A clock displaying 365 days, as well as hours and minutes, designed by one of the most famous Brazilians of all time, is due to be unveiled at 10:30 a.m. on Wednesday, on Copacabana beach in the city of Rio de Janeiro. It will mark the time remaining to the start of the 2014 FIFA World Cup Brazil™, when FIFA’s flagship event returns to football’s spiritual home after an absence of 64 years. The special guest at the ceremony to mark the start of the one-year countdown to the opening game of Brazil 2014 will be the player many regard as the greatest of all time: three-time winner of the Trophy, Pele.
The features of the countdown clock manufactured by Hublot, the official timekeeper for Brazil 2014, were designed by another Brazilian master and illustrious resident of Copacabana, the architect Oscar Niemeyer, who passed away in 2012 at the age of 104. In addition to Pele, Wednesday's event will be attended by FIFA Secretary General Jérôme Valcke; the CEO of Local Organising Committee (LOC) for the competition, Ricardo Trade; the President of Hublot, Jean-Claude Biver; the Minister for Sport, Aldo Rebelo; the Vice-Governor of Rio de Janeiro, Luiz Fernando Pezao; and the Mayor of Rio de Janeiro, Eduardo Paes.

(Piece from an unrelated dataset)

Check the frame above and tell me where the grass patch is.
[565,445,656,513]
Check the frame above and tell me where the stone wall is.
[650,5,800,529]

FIFA President Joseph S. Blatter, who is unable to attend the unveiling of the clock in Copacabana, has sent a message for this special occasion, which falls three days prior to of the opening game of the FIFA Confederations Cup 2013 between Brazil and Japan in Brasilia.
“I'm extremely pleased, as the one-year mark is always an important date. Brazil is a land of continental proportions with a population of 200 million and the sixth biggest economy in the world. The country is not only a footballing powerhouse, but an economic one too. I’m sure that one of the legacies of this FIFA World Cup will be that of helping Brazil become a leader in terms of social and cultural values. The FIFA World Cup being held in such a multi-cultural society is bound to bring people together. There are no differences in football; social classes don't exist,” said the FIFA President, who has been impressed by the magnificent stadiums built to host the FIFA Confederations Cup Brazil 2013.
“I've seen photos of the stadiums and I really must congratulate the architects entrusted with the design of the same. They represent the jewel in the crown of the respective cities. I’m delighted to have been given the opportunity to go to Brazil 2013 and visit all these cities."
As far as the Chairman of the LOC, Jose Maria Marin, is concerned, the unveiling of the countdown clock reinforces the feeling that the tournament is almost upon us. "This is another memorable milestone in our preparations for Brazil 2014. It´s a reminder that the big event is just round the corner. In 12 months´ time we’ll be staging a football festival involving teams from 32 countries and fans from the four corners of the globe, right here in Brazil."
Tickets on sale in August
Several major events will take place in the 12 months before the ball starts rolling. Tickets for the event will go on sale on 20 August, while the draw for the group stages of Brazil 2014 is scheduled for 6 December in Costa do Sauipe, in the state of Bahia. Japan were the first team to join the hosts on the list of the 32 participants when they secured first place in Group B of the Asian qualifiers. The last qualifying matches for Brazil 2014 will be played in November of this year.
Brazil 2014 will involve 12 host cities across the five regions of Brazil, featuring modern stadiums which have been built or refurbished for the tournament: Belo Horizonte (Estadio Mineirao), Brasilia (Estadio Nacional), Cuiaba (Arena Pantanal), Curitiba (Arena da Baixada), Fortaleza (Estadio Castelao), Manaus (Arena Amazonia), Natal (Estadio das Dunas), Porto Alegre (Estadio Beira-Rio), Recife (Arena Pernambuco), Rio de Janeiro (Estadio do Maracana), Salvador (Arena Fonte Nova) and Sao Paulo (Arena de Sao Paulo).